This is an archived snapshot of W3C's public bugzilla bug tracker, decommissioned in April 2019. Please see the home page for more details.

Bug 6589 - utf-8 character not recognized as such
Summary: utf-8 character not recognized as such
Status: RESOLVED INVALID
Alias: None
Product: Validator
Classification: Unclassified
Component: check (show other bugs)
Version: 0.8.4
Hardware: All Linux
: P2 normal
Target Milestone: ---
Assignee: This bug has no owner yet - up for the taking
QA Contact: qa-dev tracking
URL: http://www.webcodinghub.com/index.php...
Whiteboard:
Keywords:
Depends on:
Blocks:
 
Reported: 2009-02-17 03:39 UTC by Detlef Horchler
Modified: 2015-08-23 07:43 UTC (History)
2 users (show)

See Also:


Attachments

Description Detlef Horchler 2009-02-17 03:39:35 UTC
I get this error message though I believe that "\xC2" a valid utf-8 character is
(LATIN CAPITAL LETTER A WITH CIRCUMFLEX):


 Sorry, I am unable to validate this document because on line 532  it contained one or more bytes that I cannot interpret as utf-8  (in other words, the bytes found are not valid values in the specified Character Encoding).
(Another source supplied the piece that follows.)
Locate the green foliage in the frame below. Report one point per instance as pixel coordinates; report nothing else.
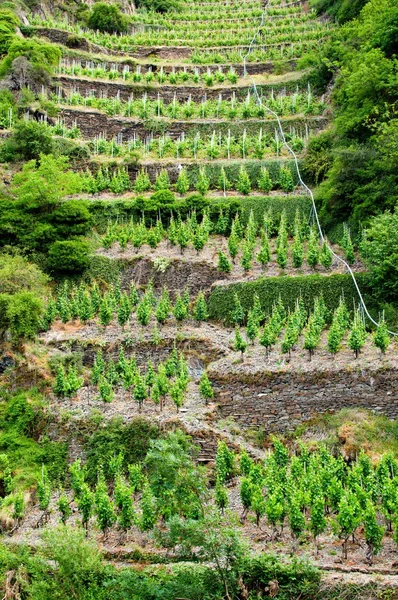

Please check both the content of the file and the character encoding indication.

The error was: utf8 "\xC2" does not map to Unicode
Comment 1 Etienne Miret 2009-08-17 01:41:31 UTC
UTF-8 for LATIN CAPITAL LETTER A WITH CIRCUMFLEX (U+00C2) is \xC3\x82. \xC2 is valid in UTF-8 only if followed by a byte in the range 80-BF.

I suggest closing this bug as invalid.